New Article: Emma Coleman Jordan, The Federal Reserve and a Cascade of Failures: Inequality, Cognitive Narrowness and Financial Network Theory, SSRN May 2015. Abstract below:
The recent financial crisis hollowed out the core of American middle-class financial stability. In the wake of the financial crisis, household net worth in the U.S. fell by 24%, for a loss of $16 trillion. Moreover, retirement accounts, the largest class of financial assets, took a steep drop in value, as did house prices, and these two classes of assets alone represent approximately 43% of all household wealth. The losses during the principal crisis years, 2007-2009, were devastating, “erasing almost two decades of accumulated prosperity,” in the words of a 2013 report. By the Federal Reserve. Beyond these direct household balance-sheet losses, 1 out of every 4 homeowners were underwater by 2009 with mortgages worth less than the value of their homes. If we add the 3.7 to 5 million foreclosures that forced Americans to move from the economic and emotional stability of family homes, we see a portrait of dramatic financial instability in the wake of the financial collapse. And the Federal Reserve’s commitment to low interest rates, so beloved on Wall Street, has prevented many families from rebuilding their wealth through interest on savings; these “zero-bound” interest rates are an impediment to middle-class recovery from the losses of the crisis.

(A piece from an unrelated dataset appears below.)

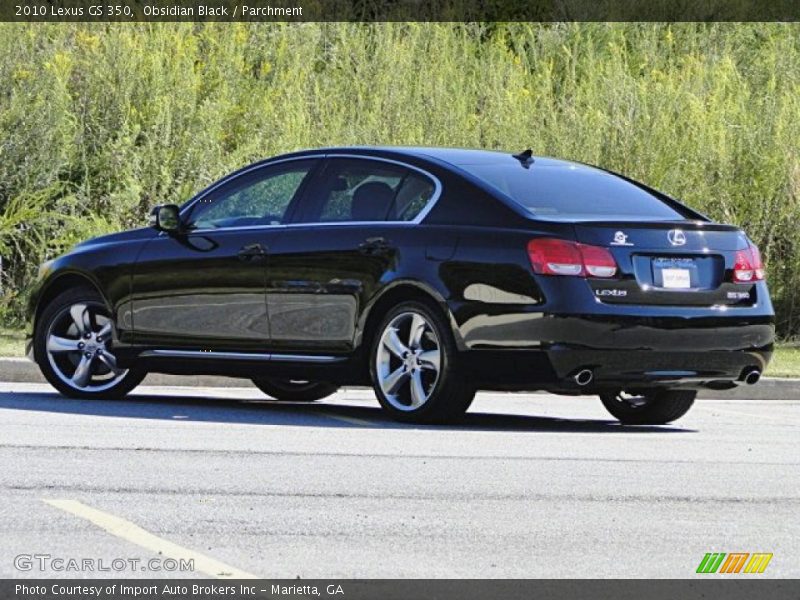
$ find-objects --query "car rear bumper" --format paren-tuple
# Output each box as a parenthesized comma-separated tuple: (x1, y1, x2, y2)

By contrast, the financial sector, the cause of the crisis, has prospered from adversity, growing to 9% of GDP by 2010 even as it became less efficient. This is one of the highest shares of GDP in the past half century and represents 29% of all profits in America. The financial sector earns profits by pooling funds to bring net savers together with net borrowers in financial contracts, a process known as intermediation. Economist Thomas Philippon of New York University found that the profits from intermediation grew from less than 2% of GDP in 1870 to nearly 6% before the economic crash of 1929. After World War II, financiers gradually increased their share of the economy to 5% by 1980, close to what it had been before the crash. The focused deregulatory agenda of the Reagan administration and Alan Greenspan’s deregulatory passions at the helm of the Fed from 1987 to 2006 swelled the balance sheets of financial firms to the high point of 9% of GDP by 2010.
The return to investors did not match the growth in the financial sector’s share of GDP. So what did investors get for their money? Philippon says it’s impossible to beat the market in part because of high-frequency trading that locks out the ordinary investor through sophisticated high-speed computer transmission of orders with preferential cable and algorithmic access to the trading desks.